Recours au conseil scientifique à géométrie variable
Une partie des mesures a déjà été esquissée : réouverture des écoles et volontariat des parents, reprise de l’activité dans les commerces et d’une partie des transports sous conditions. Certaines décisions ont été validées par le Conseil scientifique installé par l’exécutif, d’autres non. Ce qui interroge l’opposition : « Le gouvernement se met sous la protection du conseil scientifique, quand cela l’arrange et hors protection, quand cela ne l’arrange pas. Maintenant un coup ‘oui’, un coup ‘non’, un coup ‘peut-être’. » Ce recours au Conseil scientifique à géométrie variable empêcherait l’opposition de faire bloc derrière les solutions avancées par l’exécutif.

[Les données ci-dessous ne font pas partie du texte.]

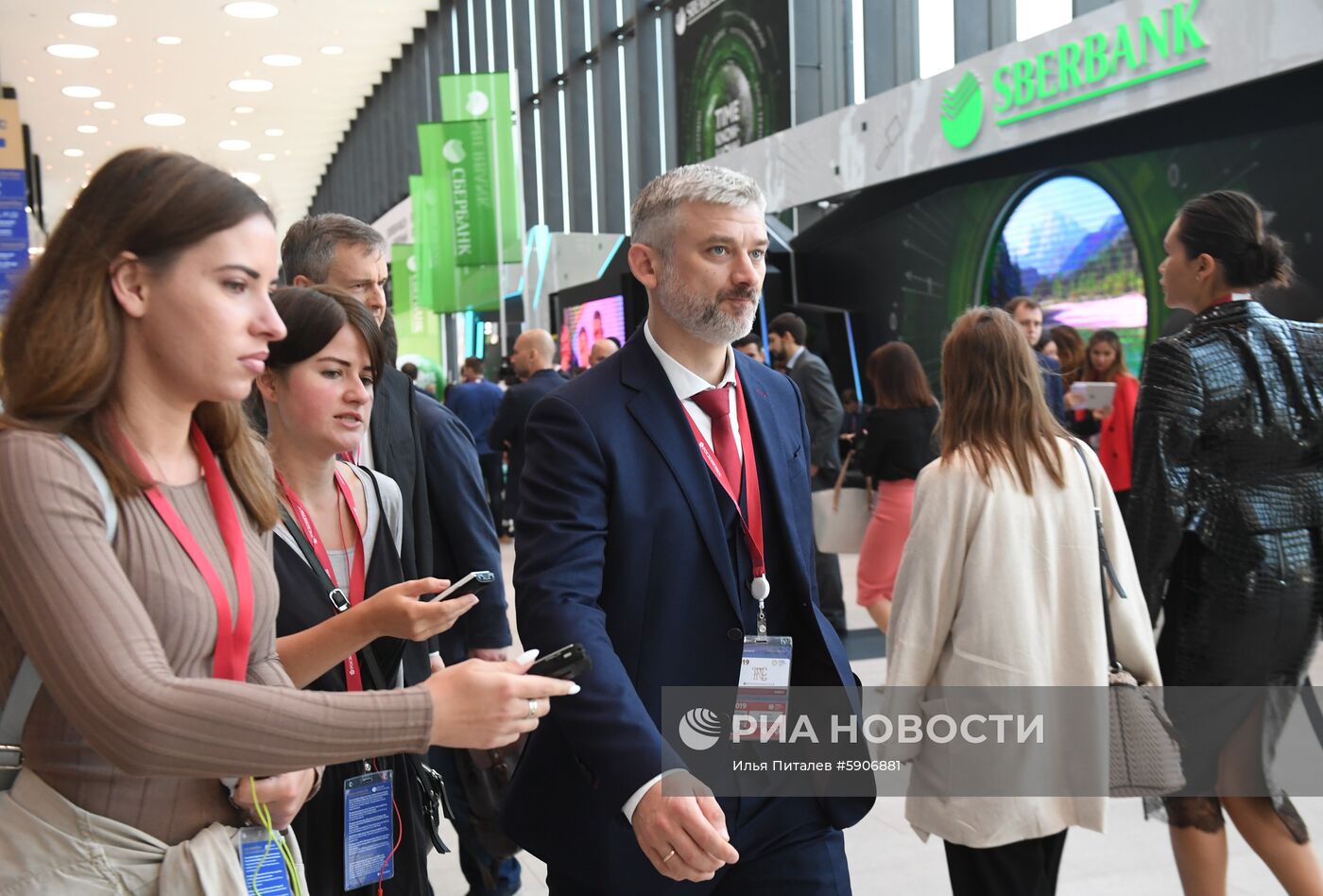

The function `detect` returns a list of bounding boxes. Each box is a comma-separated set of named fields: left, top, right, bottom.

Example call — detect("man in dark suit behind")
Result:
left=487, top=330, right=565, bottom=520
left=503, top=165, right=872, bottom=896
left=767, top=311, right=846, bottom=637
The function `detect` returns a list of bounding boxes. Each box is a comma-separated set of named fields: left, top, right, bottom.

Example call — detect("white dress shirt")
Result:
left=622, top=320, right=744, bottom=824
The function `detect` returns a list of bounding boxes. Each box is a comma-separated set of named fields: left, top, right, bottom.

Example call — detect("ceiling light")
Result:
left=46, top=43, right=100, bottom=60
left=225, top=0, right=281, bottom=19
left=231, top=78, right=275, bottom=94
left=143, top=112, right=188, bottom=127
left=69, top=12, right=119, bottom=27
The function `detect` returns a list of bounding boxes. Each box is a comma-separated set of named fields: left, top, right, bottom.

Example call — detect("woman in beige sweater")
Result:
left=0, top=149, right=570, bottom=895
left=886, top=308, right=1159, bottom=896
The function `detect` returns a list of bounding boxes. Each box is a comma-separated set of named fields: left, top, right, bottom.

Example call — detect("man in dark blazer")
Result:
left=767, top=311, right=846, bottom=637
left=503, top=165, right=872, bottom=896
left=487, top=330, right=566, bottom=520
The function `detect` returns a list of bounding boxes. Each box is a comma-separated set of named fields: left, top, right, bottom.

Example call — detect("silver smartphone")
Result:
left=427, top=569, right=496, bottom=601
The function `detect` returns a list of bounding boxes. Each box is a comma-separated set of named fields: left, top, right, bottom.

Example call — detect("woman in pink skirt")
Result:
left=859, top=341, right=938, bottom=634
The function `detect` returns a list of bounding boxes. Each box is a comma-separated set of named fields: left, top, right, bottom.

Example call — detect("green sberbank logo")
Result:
left=942, top=0, right=1208, bottom=149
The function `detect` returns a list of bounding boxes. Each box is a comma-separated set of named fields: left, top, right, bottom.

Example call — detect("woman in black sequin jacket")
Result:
left=1127, top=191, right=1323, bottom=893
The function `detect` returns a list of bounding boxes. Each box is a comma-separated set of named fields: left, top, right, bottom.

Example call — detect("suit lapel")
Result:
left=735, top=352, right=808, bottom=595
left=621, top=331, right=742, bottom=618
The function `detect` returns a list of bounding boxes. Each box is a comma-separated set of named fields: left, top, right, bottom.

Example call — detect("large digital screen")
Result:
left=561, top=295, right=625, bottom=371
left=988, top=175, right=1148, bottom=373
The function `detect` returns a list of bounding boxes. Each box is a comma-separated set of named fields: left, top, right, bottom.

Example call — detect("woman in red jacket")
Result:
left=1084, top=330, right=1139, bottom=512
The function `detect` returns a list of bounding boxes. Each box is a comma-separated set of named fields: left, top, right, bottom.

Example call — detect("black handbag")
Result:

L’impossible ‘union sacrée’ à gauche
À gauche, on a bien noté « une forme de main tendue » d’Emmanuel Macron à toutes les forces politiques du pays au soir du 13 avril. Patrick Kanner raconte : « J’ai bien entendu le Président de la République, dans son discours du soir du lundi de Pâques, évoquer le fait qu’il fallait se réinventer et qu’il prendrait lui-même des initiatives dans les semaines à venir. » Mais ce nouveau départ, l’ancien ministre de François Hollande l’attend toujours.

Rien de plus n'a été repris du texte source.